Your best bet might be to get some calipers & reverse engineer it.
What is the information needed for? Are you making containers with threaded necks? Or pieces that fit on jars like a lid?
Thank you bot for yoru repleis. I work at a small, semi-rural public library teach the bascis of 3D printing. Several patrons have empty pasta sauce and other glass jars where the glass is fine bu the metal tops are corroded. I found 1 Thingiverse .stl jar lid which printed perfectly but doesn’t fit all glass jar tops. I wanted to be able to create (even from scratch in Tinkercad or meshmixer ) a PLA jar lid so they can use their glass jars. I’m inexperienced measuring items and I’ve never used a calipers so I’m trying to learn how to measure threads either from their corroded metal tops or form the glass threads to make plastic replacement tops. They’re not for sale but for home use. Thank you for your patience, understanding and help.
I have meshmixer, OpenScad and Prusa Slicer on our small public library desktop PC where we create some objects from scratch in Tinkercad. I have no experience measuring items for a 3D printer. I found 1 measuring app for the Android cell but it kept stopping midstream during the measuring process. Thank you.

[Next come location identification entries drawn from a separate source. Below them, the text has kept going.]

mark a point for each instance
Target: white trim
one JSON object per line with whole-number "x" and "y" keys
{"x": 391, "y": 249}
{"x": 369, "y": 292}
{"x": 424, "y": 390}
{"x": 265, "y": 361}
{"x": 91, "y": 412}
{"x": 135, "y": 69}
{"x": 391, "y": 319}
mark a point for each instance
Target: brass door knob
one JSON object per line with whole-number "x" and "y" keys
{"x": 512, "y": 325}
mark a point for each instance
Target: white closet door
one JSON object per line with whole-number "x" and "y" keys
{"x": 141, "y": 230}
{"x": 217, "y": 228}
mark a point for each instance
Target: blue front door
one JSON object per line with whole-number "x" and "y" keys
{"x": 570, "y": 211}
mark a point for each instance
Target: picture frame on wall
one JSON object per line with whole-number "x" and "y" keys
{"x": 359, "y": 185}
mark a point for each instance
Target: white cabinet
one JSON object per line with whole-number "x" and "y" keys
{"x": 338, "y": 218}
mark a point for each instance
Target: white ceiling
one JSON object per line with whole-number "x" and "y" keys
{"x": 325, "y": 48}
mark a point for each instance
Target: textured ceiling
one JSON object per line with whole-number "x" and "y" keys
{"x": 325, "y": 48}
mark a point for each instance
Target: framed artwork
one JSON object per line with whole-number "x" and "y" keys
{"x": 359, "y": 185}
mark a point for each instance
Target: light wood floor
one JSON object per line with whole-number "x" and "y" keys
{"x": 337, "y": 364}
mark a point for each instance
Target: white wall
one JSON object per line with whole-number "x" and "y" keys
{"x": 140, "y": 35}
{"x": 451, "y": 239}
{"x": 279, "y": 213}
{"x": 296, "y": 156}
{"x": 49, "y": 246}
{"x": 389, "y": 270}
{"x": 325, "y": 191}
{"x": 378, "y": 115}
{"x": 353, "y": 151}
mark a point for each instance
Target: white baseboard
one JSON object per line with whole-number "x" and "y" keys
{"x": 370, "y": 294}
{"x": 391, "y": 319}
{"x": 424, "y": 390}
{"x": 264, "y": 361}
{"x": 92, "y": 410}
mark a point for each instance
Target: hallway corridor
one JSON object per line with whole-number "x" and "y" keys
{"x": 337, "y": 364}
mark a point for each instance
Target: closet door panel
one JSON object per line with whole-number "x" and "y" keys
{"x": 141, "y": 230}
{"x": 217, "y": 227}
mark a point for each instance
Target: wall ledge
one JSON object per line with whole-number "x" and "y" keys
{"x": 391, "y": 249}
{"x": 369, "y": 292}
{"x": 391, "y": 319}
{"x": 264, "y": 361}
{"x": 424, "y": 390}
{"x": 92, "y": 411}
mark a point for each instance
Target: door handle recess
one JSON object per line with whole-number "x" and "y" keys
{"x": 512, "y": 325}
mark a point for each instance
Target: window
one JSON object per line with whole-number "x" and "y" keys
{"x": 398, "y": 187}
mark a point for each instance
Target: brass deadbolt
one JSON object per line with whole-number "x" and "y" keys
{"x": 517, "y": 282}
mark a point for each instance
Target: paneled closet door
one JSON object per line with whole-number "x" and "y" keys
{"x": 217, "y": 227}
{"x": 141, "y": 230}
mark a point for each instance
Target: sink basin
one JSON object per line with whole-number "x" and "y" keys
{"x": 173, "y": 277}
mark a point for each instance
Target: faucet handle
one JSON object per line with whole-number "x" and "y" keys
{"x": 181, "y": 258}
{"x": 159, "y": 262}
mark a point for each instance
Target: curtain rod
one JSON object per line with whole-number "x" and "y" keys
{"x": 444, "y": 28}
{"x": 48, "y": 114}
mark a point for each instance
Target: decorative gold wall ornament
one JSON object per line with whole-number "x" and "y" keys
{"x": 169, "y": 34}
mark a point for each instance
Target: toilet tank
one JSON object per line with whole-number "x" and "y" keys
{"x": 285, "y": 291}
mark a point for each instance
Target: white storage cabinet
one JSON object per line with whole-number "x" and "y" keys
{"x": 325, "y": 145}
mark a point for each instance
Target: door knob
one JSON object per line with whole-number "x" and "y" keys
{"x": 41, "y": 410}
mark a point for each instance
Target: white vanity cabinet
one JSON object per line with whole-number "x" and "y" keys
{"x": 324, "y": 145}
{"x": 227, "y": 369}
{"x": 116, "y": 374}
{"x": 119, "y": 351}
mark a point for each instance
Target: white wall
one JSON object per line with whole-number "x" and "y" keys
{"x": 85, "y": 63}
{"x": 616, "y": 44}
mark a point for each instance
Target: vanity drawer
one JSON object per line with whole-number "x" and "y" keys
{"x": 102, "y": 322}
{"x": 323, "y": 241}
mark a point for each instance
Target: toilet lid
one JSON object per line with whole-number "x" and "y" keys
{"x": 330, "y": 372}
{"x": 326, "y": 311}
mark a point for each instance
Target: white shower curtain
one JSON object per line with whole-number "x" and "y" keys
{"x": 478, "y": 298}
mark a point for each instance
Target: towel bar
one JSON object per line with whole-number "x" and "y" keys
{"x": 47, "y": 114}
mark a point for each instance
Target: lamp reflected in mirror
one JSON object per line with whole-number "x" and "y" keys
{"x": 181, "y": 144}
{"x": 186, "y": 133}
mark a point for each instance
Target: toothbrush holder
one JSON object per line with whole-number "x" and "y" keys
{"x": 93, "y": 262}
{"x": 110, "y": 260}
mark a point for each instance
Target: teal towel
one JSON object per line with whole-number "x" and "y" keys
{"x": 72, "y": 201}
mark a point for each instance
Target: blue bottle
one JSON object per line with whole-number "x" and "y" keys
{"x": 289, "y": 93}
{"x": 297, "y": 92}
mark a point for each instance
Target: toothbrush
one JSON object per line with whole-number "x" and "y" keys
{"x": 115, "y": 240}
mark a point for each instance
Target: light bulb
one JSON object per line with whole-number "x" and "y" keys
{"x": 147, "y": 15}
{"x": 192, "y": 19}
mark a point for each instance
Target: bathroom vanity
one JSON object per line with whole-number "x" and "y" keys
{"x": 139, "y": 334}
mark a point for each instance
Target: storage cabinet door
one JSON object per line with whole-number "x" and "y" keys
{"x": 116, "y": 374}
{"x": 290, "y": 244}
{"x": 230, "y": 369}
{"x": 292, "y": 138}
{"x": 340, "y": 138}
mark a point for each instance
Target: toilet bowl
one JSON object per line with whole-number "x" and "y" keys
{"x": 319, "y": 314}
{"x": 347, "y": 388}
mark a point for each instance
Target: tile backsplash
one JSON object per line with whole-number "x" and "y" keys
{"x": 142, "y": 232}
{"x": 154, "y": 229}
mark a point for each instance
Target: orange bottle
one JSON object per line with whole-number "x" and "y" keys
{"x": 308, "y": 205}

Interesting dilemma. I think a lid like jelly jar lid would work for any type of thread. Rather than full threads on the inside of the lid, there are just a matching number of tabs to the number of threads on the jar.
This one has 6 tabs, corresponding to 6 threads on the jar.
You would still need to measure the jar for Major diameter (total width including thread - T), Minor diameter (total width NOT included the thread - E), and the height from the top of the glass to a point near the bottom end of the thread (I). Total height would be (I) + material thickness + tab thickness.